Le aspettative del Napoli erano elevate
Il ritorno di Rafa Marín nel progetto tecnico del Napoli era stato sostenuto con convinzione dalla dirigenza azzurra. Il presidente Aurelio De Laurentiis, l’amministratore delegato Andrea Chiavelli e il direttore sportivo Giovanni Manna avevano puntato sulle qualità del difensore, considerandolo un investimento importante per il presente e per il futuro del club. Proprio per questo motivo le aspettative nei suoi confronti erano elevate. Lo staff tecnico si attendeva una risposta immediata durante il ritiro estivo, ma le prime uscite non avrebbero ancora rispettato le attese.

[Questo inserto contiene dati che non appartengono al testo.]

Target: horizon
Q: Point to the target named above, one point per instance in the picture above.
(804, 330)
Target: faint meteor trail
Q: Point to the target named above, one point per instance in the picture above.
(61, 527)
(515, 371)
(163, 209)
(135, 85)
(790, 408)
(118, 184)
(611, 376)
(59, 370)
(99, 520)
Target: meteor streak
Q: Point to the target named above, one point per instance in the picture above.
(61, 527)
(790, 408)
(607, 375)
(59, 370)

La pressione può aver inciso sul rendimento
Tra le possibili cause di un avvio poco brillante potrebbe esserci anche la pressione di dover dimostrare il proprio valore in un momento decisivo della stagione. Con un posto da conquistare nelle rotazioni difensive, Rafa Marín era chiamato a sfruttare ogni occasione disponibile. Il difensore spagnolo, tuttavia, sembra essere ancora alla ricerca della migliore brillantezza, elemento indispensabile per competere in un reparto che presto ritroverà anche Buongiorno.

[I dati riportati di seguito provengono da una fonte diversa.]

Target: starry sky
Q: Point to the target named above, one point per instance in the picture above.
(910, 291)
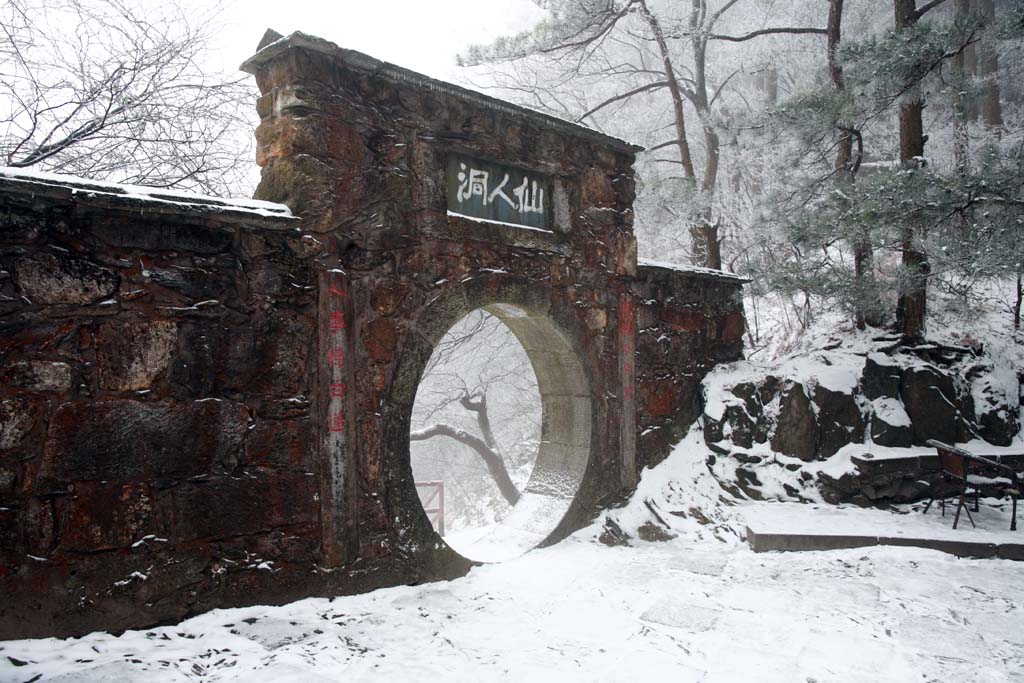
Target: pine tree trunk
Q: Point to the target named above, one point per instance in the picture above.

Le prossime settimane saranno decisive
Il ritiro rappresenta soltanto il primo passo del percorso stagionale e Rafa Marín avrà ancora diverse occasioni per convincere l’allenatore e scalare le gerarchie della difesa azzurra. Le amichevoli estive e l’avvicinamento all’inizio del campionato offriranno ulteriori indicazioni sul suo stato di forma e sulla sua crescita. Il Napoli continua a credere nelle qualità del centrale spagnolo, ma il tempo per dimostrare il proprio valore è arrivato. Le prossime settimane potrebbero rivelarsi determinanti per definire il suo ruolo nella stagione 2026/2027.